Where we have manual CA counts from organisations which are now technically "retired" LPAs (i.e. replaced by a newer LPA), it indicates that the data is still divided and provided by these historic orgs. In these cases we don't want to show the new 2023 LPA on the map at the same time as it overlaps and is confusing as we haven't technically collected data from this new org.

So we want to find the new 2023 LPAs which sit over retired LPAs that have supplied us with data, so we can remove them from the map and get a single contiguous layer which is a mix of historic and current LPA boundaries.

In [None]:
# create gdf of the match counts for all LPAs
lpa_ca_join_count_gdf = lpa_gdf[["reference", "geometry"]].merge(
    lpa_ca_join_count[["reference", "lpa_name", "lpa_2023", "provider_org_type", "provider_org_type_s", "platform_data_providers", "count_platform", "count_manual", "count_delta", "count_delta_abs"]],
    how = "left",
    on = "reference"
)

In [None]:
# old lpas = those which are not a 2023 boundary and we have data on the platform for
old_lpas = lpa_ca_join_count_gdf[(lpa_ca_join_count_gdf["lpa_2023"] == False) & (lpa_ca_join_count_gdf["count_manual"].notnull())]

# buffer the boundaries of new 2023 lpas a bit, so we can find which old ones are contained within them
buffered_new_lpas = lpa_ca_join_count_gdf[(lpa_ca_join_count_gdf["lpa_2023"] == True)][["reference", "lpa_name", "geometry"]].copy()
buffered_new_lpas["geometry"] = buffered_new_lpas["geometry"].buffer(100)

# new 2023 lpas to flag are those which have an "old" lpa within them
new_lpas = gpd.sjoin(
    old_lpas[["reference", "lpa_name", "lpa_2023", "geometry"]],
    buffered_new_lpas,
    how = "inner",
    predicate = "within"
)

In [None]:
# create a new flag in lpa gpd for whether or not LPAs are included in the historic & new combo single layer

old_lpas_incl_list = old_lpas["reference"].drop_duplicates().values
new_lpas_excl_list = new_lpas["reference_right"].drop_duplicates().values

lpa_ca_join_count_gdf["old_lpa_combo_display"] = np.select(
    [
        # is in old exclude list - show
        lpa_ca_join_count_gdf["reference"].isin(old_lpas_incl_list),
        # is new and not in the new exclude list - show 
        (lpa_ca_join_count_gdf["lpa_2023"] == True) & (~lpa_ca_join_count_gdf["reference"].isin(new_lpas_excl_list))
    ],
    [True, True],
    default = False
)


In [None]:
# bin the count comparison delta
bins = [-np.inf, -0.5, -0.4, -0.3, -0.2, -0.1, 0, 0.1, 0.2, 0.3, 0.4, 0.5, np.inf]
labels = ["< -50%", "-50% : -40%", "-40% : -30%", "-30% : -20%", "-20% : -10%", "-10% : 0", "0 : +10%", "+10% : +20%", "+20% : +30%", "+30% : +40%", "+40% : +50%", "> +50% "]

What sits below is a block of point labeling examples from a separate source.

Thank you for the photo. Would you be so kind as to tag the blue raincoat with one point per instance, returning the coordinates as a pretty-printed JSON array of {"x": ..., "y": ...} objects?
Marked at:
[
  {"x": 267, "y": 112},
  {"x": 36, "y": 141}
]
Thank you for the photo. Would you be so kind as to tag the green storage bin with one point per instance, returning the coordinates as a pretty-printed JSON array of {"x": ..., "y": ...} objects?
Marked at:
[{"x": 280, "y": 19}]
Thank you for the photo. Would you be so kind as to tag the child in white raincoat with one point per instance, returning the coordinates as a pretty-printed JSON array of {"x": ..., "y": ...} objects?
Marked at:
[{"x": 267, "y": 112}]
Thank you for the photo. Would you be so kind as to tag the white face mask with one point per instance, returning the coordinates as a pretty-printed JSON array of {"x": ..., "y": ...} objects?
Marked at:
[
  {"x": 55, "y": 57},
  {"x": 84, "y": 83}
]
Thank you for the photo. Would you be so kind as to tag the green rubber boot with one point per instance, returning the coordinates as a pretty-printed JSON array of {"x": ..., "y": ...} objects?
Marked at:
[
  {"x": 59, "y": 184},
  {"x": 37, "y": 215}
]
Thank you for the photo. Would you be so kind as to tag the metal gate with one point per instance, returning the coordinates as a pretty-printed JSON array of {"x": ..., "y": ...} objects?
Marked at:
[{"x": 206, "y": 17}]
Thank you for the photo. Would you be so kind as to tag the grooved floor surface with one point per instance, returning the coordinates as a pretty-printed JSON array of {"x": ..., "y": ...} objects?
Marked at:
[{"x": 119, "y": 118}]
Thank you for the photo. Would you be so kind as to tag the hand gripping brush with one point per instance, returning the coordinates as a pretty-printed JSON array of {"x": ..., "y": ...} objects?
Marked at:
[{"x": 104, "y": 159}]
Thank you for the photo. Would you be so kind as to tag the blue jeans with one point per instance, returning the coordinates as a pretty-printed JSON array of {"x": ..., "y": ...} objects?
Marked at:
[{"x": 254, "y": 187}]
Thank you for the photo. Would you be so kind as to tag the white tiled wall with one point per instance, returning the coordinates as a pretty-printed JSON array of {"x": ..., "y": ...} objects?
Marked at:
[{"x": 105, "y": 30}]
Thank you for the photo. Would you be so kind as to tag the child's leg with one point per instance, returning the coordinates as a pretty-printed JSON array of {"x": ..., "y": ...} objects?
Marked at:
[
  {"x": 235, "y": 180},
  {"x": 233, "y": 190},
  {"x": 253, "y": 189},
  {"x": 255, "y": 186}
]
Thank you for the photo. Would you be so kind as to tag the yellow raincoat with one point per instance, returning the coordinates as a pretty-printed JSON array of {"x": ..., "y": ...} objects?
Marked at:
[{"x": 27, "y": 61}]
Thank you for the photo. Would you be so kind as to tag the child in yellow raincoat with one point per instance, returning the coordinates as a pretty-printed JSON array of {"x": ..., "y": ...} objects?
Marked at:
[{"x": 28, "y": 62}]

lpa_ca_join_count_gdf["count_delta_bins"] = pd.cut(lpa_ca_join_count_gdf["count_delta"], bins = bins, labels = labels)


In [None]:
# bin the count comparison delta
bins = [0, 0.2, 0.4, 0.6, 0.8, 1, np.inf]
labels = ["0 - 20%", "20% - 40%", "40% - 60%", "60% - 80%", "80% - 100%", "> 100%"]

lpa_ca_join_count_gdf["+/- count difference pct"] = pd.cut(lpa_ca_join_count_gdf["count_delta_abs"], bins = bins, labels = labels)


In [None]:
lpa_ca_join_count_gdf[
    (lpa_ca_join_count_gdf["count_delta_abs"] < 2) &
    (lpa_ca_join_count_gdf["count_delta_abs"] != 0)]["count_delta_abs"].hist()

In [None]:
# simplify geometry for smaller maps (helps running in colab)
lpa_ca_join_count_gdf["geometry"] = lpa_ca_join_count_gdf["geometry"].simplify(100)

## Map

### Conservation area national provision

In [None]:
def org_type_colormap(value):  # scalar value defined in 'column'
    if value == "LPA":
        return "#28A197"
    if value == "Historic England":
        return "#12436D"
    if value == "Historic England & LPA":
        return "#ECC30B"
    return "grey"

lpa_ca_join_count_gdf[lpa_ca_join_count_gdf["old_lpa_combo_display"] == True].explore(
    tiles = "CartoDB positron",
    column = "provider_org_type_s", 
    tooltip = ["reference", "lpa_name", "platform_data_providers"],
    # cmap = ["#357DED", "#ECC30B", "#28A197", "white"],
    # cmap - HE, HE&LPA, LPA, none
    cmap = ["#28A197", "#F46A25", "#A285D1", "white"],
    style_kwds=dict(color="black", weight = 1))

In [None]:
# gdf for matches
count_comp_equal_gdf = lpa_ca_join_count_gdf[
    (lpa_ca_join_count_gdf["old_lpa_combo_display"] == True) &
    (lpa_ca_join_count_gdf["count_platform"] == lpa_ca_join_count_gdf["count_manual"])].copy()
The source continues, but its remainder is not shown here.